Another thing about Java binary search routines

Java (J2SE) has binary search routines in the java.util package, as Collections.binarySearch (for searching in List implementations), and Arrays.binarySearch (for searching in arrays).

The JavaDoc for both of these methods states:

Returns:
index of the search key, if it is contained in the list; otherwise, (-(insertion point) - 1). The insertion point is defined as the point at which the key would be inserted into the list: the index of the first element greater than the key, or list.size(), if all elements in the list are less than the specified key. Note that this guarantees that the return value will be >= 0 if and only if the key is found.
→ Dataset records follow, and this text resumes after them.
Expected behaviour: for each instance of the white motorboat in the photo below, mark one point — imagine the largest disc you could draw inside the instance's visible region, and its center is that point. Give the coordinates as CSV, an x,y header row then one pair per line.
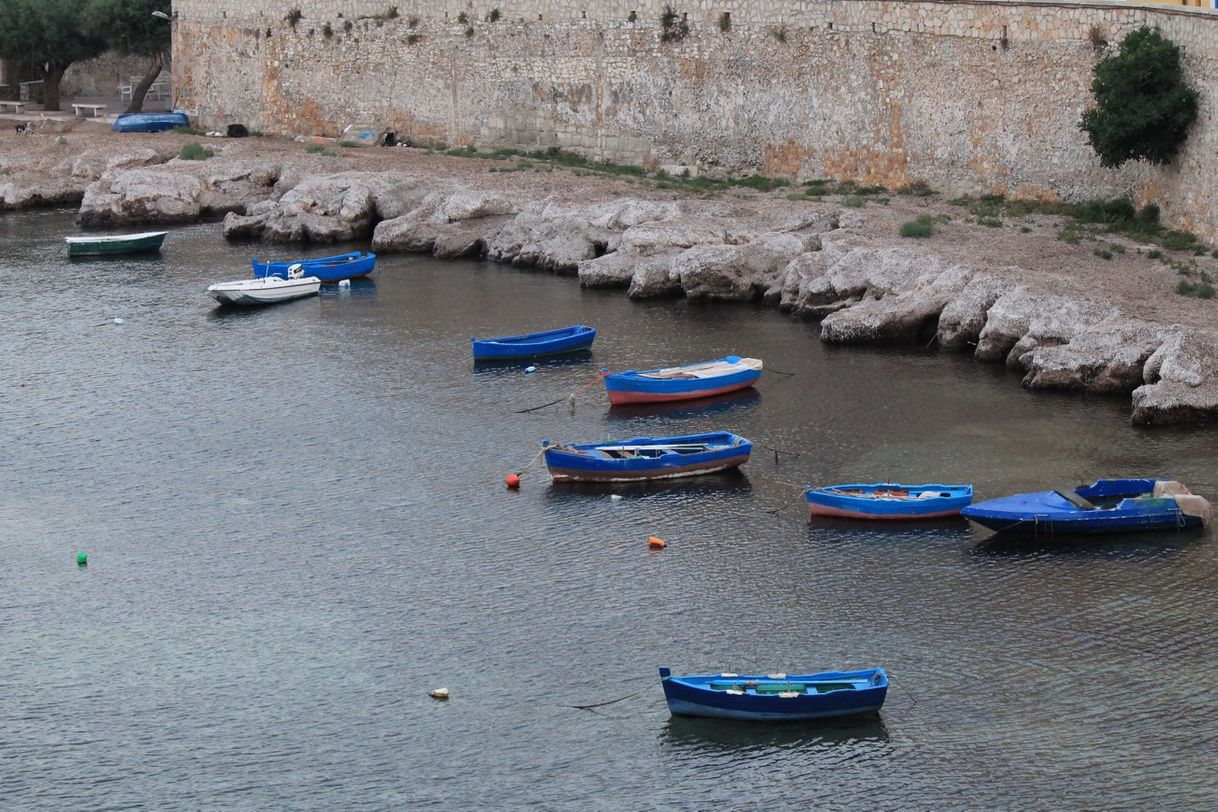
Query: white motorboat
x,y
266,290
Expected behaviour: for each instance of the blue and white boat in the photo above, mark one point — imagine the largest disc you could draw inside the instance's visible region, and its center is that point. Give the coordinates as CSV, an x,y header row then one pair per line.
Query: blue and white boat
x,y
776,698
329,269
1105,507
149,122
685,382
646,458
576,337
888,500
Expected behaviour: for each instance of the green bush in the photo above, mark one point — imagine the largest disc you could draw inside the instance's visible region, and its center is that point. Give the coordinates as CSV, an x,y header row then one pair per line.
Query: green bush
x,y
922,227
195,151
1144,107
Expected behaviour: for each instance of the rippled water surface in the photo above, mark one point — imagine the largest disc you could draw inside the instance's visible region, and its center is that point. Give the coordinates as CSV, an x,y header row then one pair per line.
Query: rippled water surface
x,y
297,527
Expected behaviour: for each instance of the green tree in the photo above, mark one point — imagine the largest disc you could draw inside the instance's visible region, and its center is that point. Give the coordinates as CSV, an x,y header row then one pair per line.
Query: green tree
x,y
1144,105
46,37
129,27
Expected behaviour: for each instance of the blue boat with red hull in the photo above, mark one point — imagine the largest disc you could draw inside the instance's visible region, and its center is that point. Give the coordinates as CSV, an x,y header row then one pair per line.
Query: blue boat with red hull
x,y
776,698
646,458
888,500
1102,508
685,382
577,337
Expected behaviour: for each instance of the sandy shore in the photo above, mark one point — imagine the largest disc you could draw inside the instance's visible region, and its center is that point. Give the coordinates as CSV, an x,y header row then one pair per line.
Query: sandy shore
x,y
1100,315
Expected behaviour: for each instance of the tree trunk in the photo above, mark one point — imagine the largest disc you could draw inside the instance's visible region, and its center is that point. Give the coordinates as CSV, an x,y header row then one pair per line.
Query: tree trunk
x,y
51,79
141,89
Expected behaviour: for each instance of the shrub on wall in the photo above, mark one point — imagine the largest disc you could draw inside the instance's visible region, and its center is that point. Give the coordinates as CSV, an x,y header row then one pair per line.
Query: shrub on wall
x,y
1144,106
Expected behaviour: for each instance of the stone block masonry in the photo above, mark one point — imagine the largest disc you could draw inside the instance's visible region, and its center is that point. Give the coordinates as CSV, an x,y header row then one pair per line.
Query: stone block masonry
x,y
977,96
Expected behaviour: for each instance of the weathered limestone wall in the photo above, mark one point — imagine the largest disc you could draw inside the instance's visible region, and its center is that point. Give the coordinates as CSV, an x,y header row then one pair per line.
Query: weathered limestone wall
x,y
968,95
Now, Java specifies two's complement arithmetic for its primitive integer types. With two's complement (and using “~” to stand for the bitwise complement operator, as in Java), the identity

-x = ~x + 1

holds, so

-x - 1 = (~x + 1) - 1 = ~x.

So (-(insertion point) - 1) in the quote above could equally well be given as ~(insertion point), which to my eyes at least is a more straightforward expression. And when reading up on the equivalent facility in .NET - System.Collections.ArrayList.BinarySearch - I was interested to find:

Return Value

The zero-based index of value in the sorted ArrayList, if value is found; otherwise, a negative number, which is the bitwise complement of the index of the next element that is larger than value or, if there is no larger element, the bitwise complement of Count.

It occurred to me that maybe Sun thinks that typical Java programmers cannot handle bitwise operators. But the results of javap -c java.util.Arrays shows that, in the relevant cases, the Sun J2SE implementation actually does -(low + 1), just as shown in Josh Bloch's recent entry. So I suppose this was simply copied from Bentley's Programming Pearls, with the trivial expansion from -(low + 1) to (-(insertion point) - 1) by whoever wrote the JavaDoc for those methods.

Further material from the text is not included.